Naturellement il ne s'agit pas des politiques gouvernementales des deux bords qui, à des degrés divers, sont complices entre elles pour garder les différents statu quo de part et d'autre de la Méditerranée. Mais est-ce la position des gouvernés? Si en Europe globalement les droits de l'homme sont plus ou moins respectés et les citoyens sont consultés sur les grands dossiers au point que, globalement, il y a adhésion sur les grands dossiers entre les citoyens et les gouvernants, bien que dans tous les cas, la République soit tyrannique, c'est la seule à l'heure actuelle à asseoir une légitimité prenant ainsi la place des anciennes légitimités vaincues, la royauté et l'Eglise. Au Sud, il en est autrement, au-delà des promesses électorales non tenues, au-delà des méthodes certaines fois discutables d'accès au pouvoir. Les citoyens ne sont pas consultés sur les grands dossiers qui engagent leur devenir.
L'Europe parle de sécurité. Qu'entend-on par Europe? Est-ce une Europe géographique de l'Atlantique à l'Oural selon le voeu du général de Gaulle? Ou est-ce une Europe frileuse judéo-chrétienne à la De Villiers et autre Le Pen, Haïder ou Berlusconi pour qui la civilisation chrétienne est de loin meilleure que la civilisation islamique? Dans le premier cas, on ne comprend pas pourquoi la Turquie, relativement plus proche que l'île de Malte, soit tenue soigneusement à la porte de l'Europe depuis sa demande de 1964.
Est-ce à dire que nous sommes dans le second cas, l'adhésion à l'Europe ne peut-être qu'ethnique ou religieuse, on comprend alors mieux pourquoi la Grèce a gardé jusqu'à récemment, le fait d'indiquer la religion du titulaire de la carte d'identité, dans une Europe censée être laïque; mais on excuse tout à la Grèce ; n'est-ce pas, elle, la mère de la civilisation occidentale? De même, l'admission de Malte ne peut être comprise que par le fait que c'était, dit-on, le dernier «rempart de la chrétienté» avec les fameux chevaliers de Malte. Pour Chypre, l'incohérence est plus flagrante: la partie grecque est admise à l'Union européenne malgré un vote négatif, par contre la partie turque qui a voté massivement pour le oui a vu, naturellement, son adhésion refusée. La discrimination entre deux populations qui ont vécu des millénaires ensemble, indépendamment de leur religion, est intolérable. Nous verrons, bientôt, d'un côté de la route, l'abondance, le développement, de l'autre le Moyen Age. Cette question de la Turquie a créé des lignes de fracture, non pas là où on aurait penser les trouver entre partis de droite et de gauche mais au sein de ces partis. Ainsi, le président Jacques Chirac et Michel Rocard, ancien Premier ministre français, sont foncièrement pour. Par contre, dans l'autre camp, on trouve, sans surprise, Valéry Giscard d'Estaing, mais aussi, et curieusement, Hubert Védrine, ancien ministre français des Affaires étrangères dont la position est pour le moins énigmatique.

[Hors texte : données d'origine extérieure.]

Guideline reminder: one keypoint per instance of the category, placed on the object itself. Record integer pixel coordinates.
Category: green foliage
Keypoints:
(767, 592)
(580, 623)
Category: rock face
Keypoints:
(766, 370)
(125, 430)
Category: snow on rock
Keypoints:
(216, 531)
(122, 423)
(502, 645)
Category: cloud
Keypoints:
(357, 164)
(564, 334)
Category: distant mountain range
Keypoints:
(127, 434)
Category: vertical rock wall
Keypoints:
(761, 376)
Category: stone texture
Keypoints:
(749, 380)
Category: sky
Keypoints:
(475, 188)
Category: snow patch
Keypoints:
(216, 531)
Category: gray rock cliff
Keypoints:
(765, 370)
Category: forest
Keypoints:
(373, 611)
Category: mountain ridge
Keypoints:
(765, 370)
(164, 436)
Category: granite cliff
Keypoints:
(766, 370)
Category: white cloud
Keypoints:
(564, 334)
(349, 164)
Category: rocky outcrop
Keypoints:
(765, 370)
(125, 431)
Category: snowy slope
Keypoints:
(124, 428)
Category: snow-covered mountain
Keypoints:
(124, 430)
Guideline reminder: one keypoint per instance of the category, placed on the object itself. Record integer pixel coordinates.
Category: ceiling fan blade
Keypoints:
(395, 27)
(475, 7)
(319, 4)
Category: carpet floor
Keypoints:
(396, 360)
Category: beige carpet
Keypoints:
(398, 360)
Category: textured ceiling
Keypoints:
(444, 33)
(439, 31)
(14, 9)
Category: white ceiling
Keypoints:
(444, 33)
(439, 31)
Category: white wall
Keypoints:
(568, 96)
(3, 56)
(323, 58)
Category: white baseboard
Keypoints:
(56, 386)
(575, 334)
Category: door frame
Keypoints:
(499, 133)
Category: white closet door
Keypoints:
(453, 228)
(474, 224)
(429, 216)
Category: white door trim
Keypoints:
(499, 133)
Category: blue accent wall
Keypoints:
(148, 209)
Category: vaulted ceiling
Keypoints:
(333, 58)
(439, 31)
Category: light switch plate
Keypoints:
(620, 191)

Ainsi, après avoir fait preuve de lucidité en parlant du nécessaire dialogue des civilisations: «...Nous n'aurons pas d'autre choix que de coexister. Il n'y aura pas de communauté internationale tant que nous n'aurons pas écarté le spectre d'un affrontement Islam-Occident, tant que nous n'aurons pas su lui ôter toute justification et lui substituer une autre vision partagée de l'avenir de l'humanité, en nous libérant des siècles qui nous prédéterminent». Le même ministre est, paradoxalement, furieusement contre l'adhésion de la Turquie à l'Europe, proposant de la ghettoiser dans le premier cercle de coopération avec l'Europe. C'est dire si l'adhésion de la Turquie transcende les luttes partisanes et convoque, selon le discours porteur du moment, le rationnel et l'irrationnel.

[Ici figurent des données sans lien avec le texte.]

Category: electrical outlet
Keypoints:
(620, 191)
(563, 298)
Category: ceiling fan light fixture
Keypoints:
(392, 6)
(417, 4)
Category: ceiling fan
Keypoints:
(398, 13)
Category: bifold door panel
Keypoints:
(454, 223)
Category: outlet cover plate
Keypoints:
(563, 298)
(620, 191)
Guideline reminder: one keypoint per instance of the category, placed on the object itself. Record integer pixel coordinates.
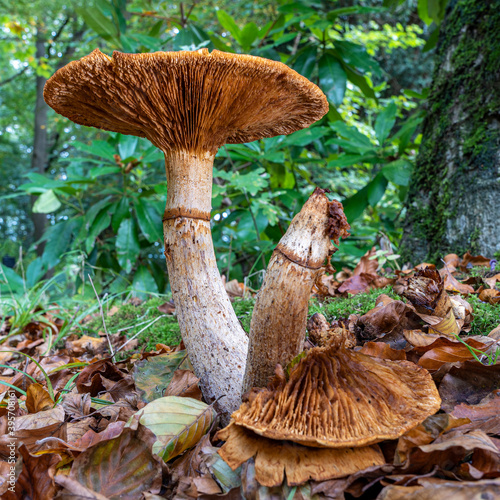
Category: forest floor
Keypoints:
(89, 406)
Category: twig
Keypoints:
(140, 331)
(103, 320)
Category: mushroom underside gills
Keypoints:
(215, 341)
(278, 325)
(189, 104)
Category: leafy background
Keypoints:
(101, 195)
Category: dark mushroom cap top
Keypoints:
(194, 101)
(337, 398)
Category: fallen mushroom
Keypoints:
(336, 397)
(274, 459)
(278, 325)
(332, 409)
(189, 104)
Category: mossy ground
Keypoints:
(166, 330)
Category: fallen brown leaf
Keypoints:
(473, 260)
(443, 490)
(122, 467)
(382, 350)
(468, 382)
(36, 480)
(91, 377)
(490, 295)
(38, 399)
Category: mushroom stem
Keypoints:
(215, 341)
(278, 325)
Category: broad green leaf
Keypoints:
(149, 220)
(398, 172)
(127, 244)
(128, 43)
(46, 203)
(143, 283)
(355, 205)
(97, 21)
(347, 160)
(13, 281)
(252, 182)
(332, 78)
(294, 7)
(94, 210)
(178, 423)
(376, 189)
(248, 35)
(385, 121)
(57, 240)
(34, 272)
(120, 210)
(153, 154)
(305, 61)
(357, 140)
(228, 23)
(99, 224)
(360, 81)
(357, 9)
(225, 476)
(150, 42)
(152, 375)
(98, 148)
(436, 10)
(304, 137)
(127, 146)
(356, 55)
(99, 171)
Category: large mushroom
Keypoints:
(189, 104)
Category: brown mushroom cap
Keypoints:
(196, 101)
(337, 398)
(299, 463)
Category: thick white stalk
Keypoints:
(215, 341)
(278, 325)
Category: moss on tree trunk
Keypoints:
(454, 201)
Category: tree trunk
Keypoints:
(39, 156)
(454, 200)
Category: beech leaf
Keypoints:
(178, 423)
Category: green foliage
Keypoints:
(131, 319)
(106, 205)
(486, 316)
(337, 308)
(362, 150)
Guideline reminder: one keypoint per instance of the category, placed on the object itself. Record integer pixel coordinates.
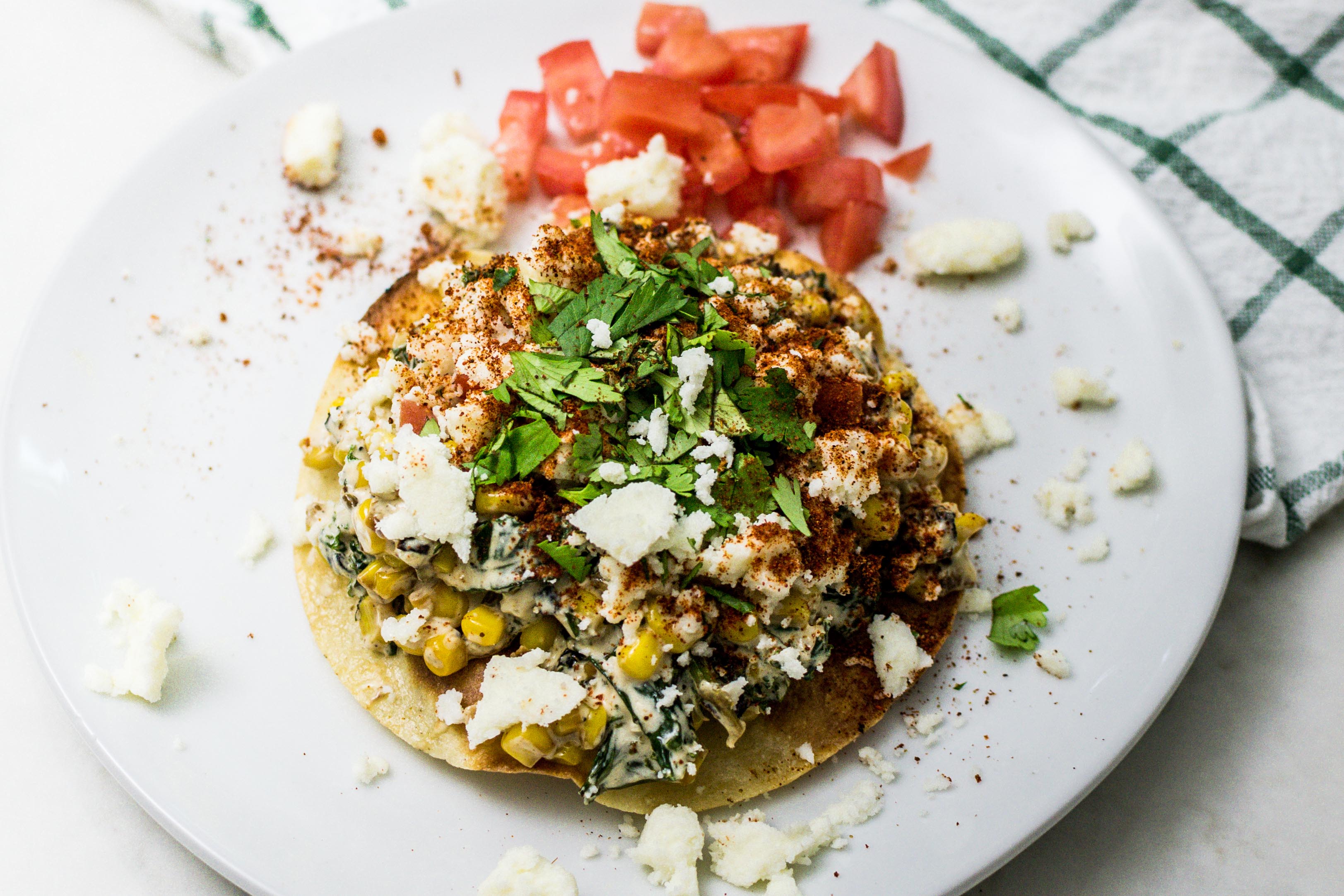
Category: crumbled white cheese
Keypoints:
(1054, 663)
(976, 601)
(654, 430)
(979, 430)
(359, 342)
(877, 765)
(358, 242)
(369, 768)
(437, 498)
(197, 335)
(745, 851)
(670, 848)
(1065, 503)
(1134, 468)
(750, 240)
(1009, 313)
(518, 689)
(627, 523)
(601, 332)
(257, 540)
(648, 185)
(460, 178)
(1094, 551)
(967, 246)
(311, 146)
(1064, 229)
(526, 872)
(449, 708)
(896, 653)
(1074, 388)
(691, 369)
(1077, 465)
(721, 285)
(146, 625)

Quelle ressemblance entre le Méridional, l'Italien ou l'Espagnol et le Nordique du Nord ou le Polonais du bout du monde. Et pourtant le monde s'agrège par affinité culturelle (ceci est discutable) et religieuse. Pourtant les Maghrébins sortent du même moule culturel que celui des anciennes puissances coloniales. Il n'empêche que les Espagnols préfèrent de plus en plus embaucher des Ukrainiens venant de 5000 km pour leur agriculture plutôt que les Marocains qui sont à 50 km, et avec lesquels ils partagent l'histoire, la langue et beaucoup de traditions. La seule explication ne peut être trouvée que dans l'approche religieuse.

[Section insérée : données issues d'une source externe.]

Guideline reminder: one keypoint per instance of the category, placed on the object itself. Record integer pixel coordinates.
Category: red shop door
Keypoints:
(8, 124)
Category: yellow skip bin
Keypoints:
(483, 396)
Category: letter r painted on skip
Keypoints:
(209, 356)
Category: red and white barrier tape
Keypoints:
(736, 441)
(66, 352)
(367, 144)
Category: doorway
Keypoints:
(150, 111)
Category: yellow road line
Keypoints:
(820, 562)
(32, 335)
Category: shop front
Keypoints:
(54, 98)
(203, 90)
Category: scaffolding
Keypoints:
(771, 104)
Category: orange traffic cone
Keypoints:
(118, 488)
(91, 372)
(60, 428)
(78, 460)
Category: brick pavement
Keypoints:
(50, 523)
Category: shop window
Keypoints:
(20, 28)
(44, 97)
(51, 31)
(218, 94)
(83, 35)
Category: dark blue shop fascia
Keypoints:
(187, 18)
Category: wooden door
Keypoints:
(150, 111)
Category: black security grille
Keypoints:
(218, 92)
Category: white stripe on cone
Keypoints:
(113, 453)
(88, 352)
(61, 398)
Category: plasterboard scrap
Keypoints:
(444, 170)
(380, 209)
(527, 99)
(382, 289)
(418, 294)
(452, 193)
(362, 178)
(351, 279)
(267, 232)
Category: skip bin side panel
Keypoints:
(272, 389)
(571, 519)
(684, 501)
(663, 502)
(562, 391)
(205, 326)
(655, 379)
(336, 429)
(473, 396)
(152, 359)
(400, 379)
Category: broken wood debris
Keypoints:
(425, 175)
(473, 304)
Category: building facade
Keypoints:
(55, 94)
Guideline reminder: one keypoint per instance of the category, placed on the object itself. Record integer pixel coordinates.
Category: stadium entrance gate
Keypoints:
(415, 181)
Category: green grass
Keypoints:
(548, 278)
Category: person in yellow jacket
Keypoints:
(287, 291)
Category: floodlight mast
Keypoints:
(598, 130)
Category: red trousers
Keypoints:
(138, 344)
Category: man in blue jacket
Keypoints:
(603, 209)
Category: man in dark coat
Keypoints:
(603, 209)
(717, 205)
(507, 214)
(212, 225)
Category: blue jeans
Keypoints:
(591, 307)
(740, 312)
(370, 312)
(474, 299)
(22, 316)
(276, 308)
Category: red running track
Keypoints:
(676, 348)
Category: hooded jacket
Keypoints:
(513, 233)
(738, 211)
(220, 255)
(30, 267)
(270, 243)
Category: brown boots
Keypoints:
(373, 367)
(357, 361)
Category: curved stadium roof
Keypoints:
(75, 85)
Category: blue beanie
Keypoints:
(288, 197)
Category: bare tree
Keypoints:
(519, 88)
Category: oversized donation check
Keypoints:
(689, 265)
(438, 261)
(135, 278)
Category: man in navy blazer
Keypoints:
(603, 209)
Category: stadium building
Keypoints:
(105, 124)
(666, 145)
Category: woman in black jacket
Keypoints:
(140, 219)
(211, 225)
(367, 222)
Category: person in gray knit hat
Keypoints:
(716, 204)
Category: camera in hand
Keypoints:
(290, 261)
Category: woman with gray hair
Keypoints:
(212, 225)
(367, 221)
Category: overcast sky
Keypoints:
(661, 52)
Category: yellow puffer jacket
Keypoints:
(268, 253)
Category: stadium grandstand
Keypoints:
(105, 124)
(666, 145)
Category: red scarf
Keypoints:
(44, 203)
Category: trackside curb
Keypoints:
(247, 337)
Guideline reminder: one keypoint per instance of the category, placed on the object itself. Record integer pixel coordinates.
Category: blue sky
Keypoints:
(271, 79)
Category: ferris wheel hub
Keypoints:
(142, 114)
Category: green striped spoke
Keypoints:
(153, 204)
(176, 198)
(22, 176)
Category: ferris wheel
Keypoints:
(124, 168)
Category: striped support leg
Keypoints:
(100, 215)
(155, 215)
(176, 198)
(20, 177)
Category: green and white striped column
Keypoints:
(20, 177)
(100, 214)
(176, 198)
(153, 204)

La sécurité de l'Europe est une utopie. On ne peut pas barricader l'Europe. Pour le moment ce sont des épaves qui tentent de prendre pied à Lampedousa, première terre avancée européenne ou par le détroit de Gilbraltar. Ce n'est pas en dépensant 150 millions d'euros pour le système de radar SIVE que l'Europe se sentira en sécurité.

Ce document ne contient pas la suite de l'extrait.